Answer: First-line medical therapy: octreotide LAR or lanreotide autogel (SSA monthly injection). If SSA response is partial (IGF-1 not normalised): add cabergoline (10–20% additional response) or switch to pegvisomant (GH receptor antagonist — lowers IGF-1 even when GH remains elevated; second-line for SSA-resistant acromegaly). Monitor: IGF-1 (target normalisation), annual MRI, glucose (SSAs can worsen glycaemia).
Scenario B: A 28-year-old woman wants to conceive. She has hypogonadotropic hypogonadism (low FSH, LH, and oestrogen; thin endometrium). How do you use a GnRH analogue to help her conceive — and how does this differ from its use in prostate cancer? Answer: For fertility in hypogonadotropic hypogonadism: use pulsatile GnRH (via a programmable pump, SC, every 60–90 minutes) — this mimics normal hypothalamic GnRH pulsatility, stimulating pituitary FSH/LH release and then ovarian folliculogenesis. Alternatively: exogenous recombinant FSH/LH injections. Contrast with prostate cancer: continuous leuprolide depot — sustained GnRH receptor stimulation → downregulation → FSH/LH suppression → testosterone castration. Same drug class, opposite dosing pattern, opposite hormonal effect.
SELF-CHECK
Why does continuous leuprolide administration suppress LH and FSH, while pulsatile GnRH administration stimulates them?

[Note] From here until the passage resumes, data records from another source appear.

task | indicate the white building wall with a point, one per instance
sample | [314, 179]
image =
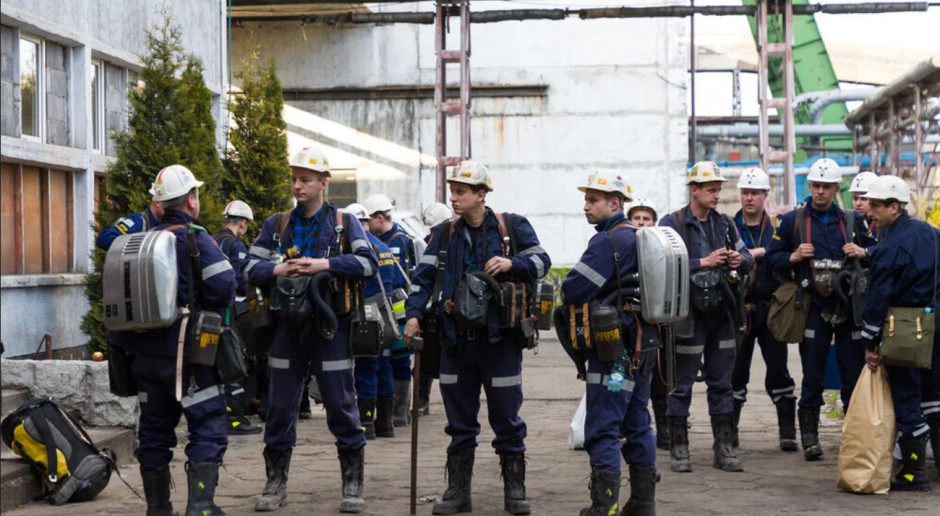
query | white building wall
[114, 32]
[615, 99]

A. A. Leuprolide is a GnRH antagonist; pulsatile GnRH is an agonist
B. B. Continuous GnRH agonist overwhelms the normal pulsatile signal, downregulating GnRH receptors on gonadotrophs; pulsatile dosing mimics physiological GnRH release, maintaining receptor sensitivity
C. C. Leuprolide suppresses LH/FSH because it is a long-acting form that is metabolised differently
D. D. The pituitary only responds to GnRH when it is given IV
Reveal Answer
Answer: B. B. Continuous GnRH agonist overwhelms the normal pulsatile signal, downregulating GnRH receptors on gonadotrophs; pulsatile dosing mimics physiological GnRH release, maintaining receptor sensitivity
Leuprolide is a GnRH AGONIST, not antagonist — the suppression is pharmacodynamic. GnRH receptors on anterior pituitary gonadotrophs are physiologically tuned to respond to PULSATILE input. Continuous stimulation with a potent, long-acting GnRH agonist overwhelms this system, causing receptor internalisation and desensitisation — gonadotrophs stop responding, and LH/FSH fall to castrate levels after 2–4 weeks. Pulsatile GnRH (from a pump) mimics physiological hypothalamic pulsatility and maintains receptor responsiveness. This pharmacodynamic principle — agonist-induced receptor downregulation — also applies to beta-agonists in asthma with overuse.